I think if you provide a variety of combat scenarios especially some where victory is not contingent on reducing the other side to 0hp then you'll see a variety of tactics and actions.

In a session last week my oath of the ancients Paladin didn't have his steed summoned and I was facing a foe that could hover 15 feet above me in wide terrain. I wanted to just smite everything since it was my first combat with this character, but since I couldn't Ended up casting Moon beam and moving it to wherever the floating monster went. I even used restraining strike and threw my warhammer at it (since I couldn't stow my hammer and draw a handaxe and throw in the same turn) to try and pin it down.

I never thought I'd be reliant on offensive ranged spells and throwing my melee weapon with this character but there I was.
 

I never thought I'd be reliant on offensive ranged spells and throwing my melee weapon with this character but there I was.

This is more or less what I'm talking about. In this scenario, the "normal weapon attack" is ineffective. I've seen too many players throw up their hands in a "well I guess I can't do anything" sort of attitude and just delay their action. It's these cases where I think doing the normally-sub-optimal-thing (throwing your melee weapon) is infinitely better than doing nothing.
 

When the situation change you’ve got to think on your feet. The warlock can blow an action pulling his buddies out of black tentacles.
I can hear my players' comment now: "It's a better use of my action to spend my action damaging the caster of those black tentacles. I might make him fail his concentration check and drop them. Or I might kill him outright. If the tentacles don't go away, I can drag my buddies out when the whole party isn't in the middle of being attacked." And it's hard to find a flaw with that.

The barbarian can break the mechanism rather than punch the minotaur. v
Depends on the situation. If the barbarian is already in melee with the minotaur, it's hard to get out.

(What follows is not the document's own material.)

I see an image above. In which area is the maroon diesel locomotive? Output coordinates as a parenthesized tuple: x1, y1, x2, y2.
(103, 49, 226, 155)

If the mechanism doesn't have to be broken within the next 30 seconds, he can break it at his leisure once the minotaur is down.

The bard can stop singing for five seconds and help man the walls.
Reminder that 5E bards aren't presumed to be singing all the time during a battle. (My players play a LOT of bards.)
 

I can hear my players' comment now: "It's a better use of my action to spend my action damaging the caster of those black tentacles. I might make him fail his concentration check and drop them. Or I might kill him outright. If the tentacles don't go away, I can drag my buddies out when the whole party isn't in the middle of being attacked." And it's hard to find a flaw with that.

I feel like folks are getting hung up on the examples. :/

In this case, it was a drow ambush. We were trapped inside a cave by darkness / black tentacles, and the enemy casters were on the far side. The options were "hit low level mooks," "try your luck charging through the black tentacles," or "prevent your buddy from getting strangled to death."

My point is that defaulting to the best case scenario can often be a mistake in strategic thinking.